The present invention relates generally to the creation of automotive engine valves using a powder metallurgy process, and more particularly to intake and exhaust valves, where at least portions of each are made by one or more of such processes.
Improved fuel efficiency is an important goal in automotive design. One way to achieve this is through the use of lightweight materials and components. Traditionally, rapidly moving and reciprocating parts, such as engine intake and exhaust valves, have been made from refractory materials, such as steels, superalloys or the like. Such materials, while robust enough to endure the rigors of the internal combustion process, tend to be heavy. This additional weight has an ancillary impact on other components, such as springs, rocker arms, bearings or the like that cooperate with and must therefore be able to withstand the extra forces imposed by the valves.
The introduction of titanium has allowed designers to rely less on refractory materials, providing much of the structural and temperature requirements at a fraction of the weight of steels, superalloys and related refractory materials. Precise additions of alloying ingredients, such as aluminum, vanadium or the like can be used to tailor the structural properties of titanium. For example, the fatigue strength at high temperature for exhaust valve stems must be high, yet not so much so that cold workability and related manufacturing is hampered. Likewise, such agents used in the head portion of an intake valve enhance the strength and hardness; where the tradeoff between wear resistance and component embrittlement must be balanced.
Despite these advantages, titanium has not enjoyed widespread use in engine valve applications. One significant drawback to titanium is that it is expensive to manufacture, especially in light of the differing environmental conditions and requirements at various locations within the valve, such as the valve tip, stem and head. For example, the valve head is subjected to a high temperature environment (up to 1400° Fahrenheit) over significant durations, which could lead to significant creep loading. Likewise, the valve stem temperatures are a little lower (up to 1200° Fahrenheit), but are subjected to significant camshaft and valve spring forces, where compression, tension, shock and fatigue strength properties become important. These concerns are especially relevant to the remote tip region of the valve stem.
Traditionally, engine valves have been made by forging (particularly upset forging) followed by heat treatment and machining, where a titanium alloy rod material is manufactured from an ingot of titanium alloy, that is then molded then hot swaged so as to form a valve shape. Such approaches are labor-intensive, as well as wasteful of the material. Casting techniques have also been used; however, mechanical properties have been less than with forging, and are also not well-suited to using disparate materials within a single casting. More sophisticated casting techniques, such as local chilling or controlled microstructure variation through localized aging can improve the casting, but do so at increased cost, and are often limited to certain (specifically, ferrous-based) materials. With conventional powder metallurgy, a metal alloy powder is compacted to a molded valve shape by cold isostatic pressing, and then sintered. Residual pores in the as-sintered body results in lower ductility and fatigue strength.

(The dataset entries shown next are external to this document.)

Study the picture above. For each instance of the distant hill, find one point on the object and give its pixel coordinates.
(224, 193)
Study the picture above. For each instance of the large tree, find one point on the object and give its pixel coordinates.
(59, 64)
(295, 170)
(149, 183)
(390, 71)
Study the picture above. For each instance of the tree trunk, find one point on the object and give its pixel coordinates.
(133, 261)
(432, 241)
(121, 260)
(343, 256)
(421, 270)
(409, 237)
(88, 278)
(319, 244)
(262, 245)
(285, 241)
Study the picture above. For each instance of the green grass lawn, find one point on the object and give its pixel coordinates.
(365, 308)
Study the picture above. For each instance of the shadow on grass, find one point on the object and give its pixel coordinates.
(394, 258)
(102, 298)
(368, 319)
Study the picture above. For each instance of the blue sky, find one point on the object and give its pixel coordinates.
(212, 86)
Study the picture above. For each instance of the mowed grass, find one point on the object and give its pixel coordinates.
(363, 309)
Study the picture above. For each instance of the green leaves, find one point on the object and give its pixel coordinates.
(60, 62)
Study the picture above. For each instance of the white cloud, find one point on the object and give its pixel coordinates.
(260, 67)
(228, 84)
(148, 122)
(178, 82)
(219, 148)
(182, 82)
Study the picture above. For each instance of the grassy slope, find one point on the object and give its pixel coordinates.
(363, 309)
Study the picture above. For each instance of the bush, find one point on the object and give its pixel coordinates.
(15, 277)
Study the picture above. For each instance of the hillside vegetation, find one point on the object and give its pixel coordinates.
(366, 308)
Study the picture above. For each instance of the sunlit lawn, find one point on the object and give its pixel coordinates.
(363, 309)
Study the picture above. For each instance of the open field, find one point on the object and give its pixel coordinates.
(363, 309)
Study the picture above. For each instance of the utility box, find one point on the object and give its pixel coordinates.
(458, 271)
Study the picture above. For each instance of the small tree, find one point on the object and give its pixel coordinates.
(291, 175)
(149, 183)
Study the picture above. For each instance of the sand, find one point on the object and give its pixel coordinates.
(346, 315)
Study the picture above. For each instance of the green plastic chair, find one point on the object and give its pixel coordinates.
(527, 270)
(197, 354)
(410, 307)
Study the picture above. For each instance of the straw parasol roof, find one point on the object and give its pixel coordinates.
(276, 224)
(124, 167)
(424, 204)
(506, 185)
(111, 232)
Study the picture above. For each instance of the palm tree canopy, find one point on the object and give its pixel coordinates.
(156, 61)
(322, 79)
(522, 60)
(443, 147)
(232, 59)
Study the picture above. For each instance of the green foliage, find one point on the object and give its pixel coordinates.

Thus, it is desirable that an improved method of making high strength, titanium-based components, such as engine valves, be developed. It is further desirable that different approaches best tailored to particular parts of an engine valve be used to manufacture the valve. It is further desirable that an engine valve made by such method be reliable enough for longer-term use. It is further desirable that a low-cost powder metallurgy manufacturing process that minimizes the likelihood of residual porosity formation be used to make at least portions of such a valve.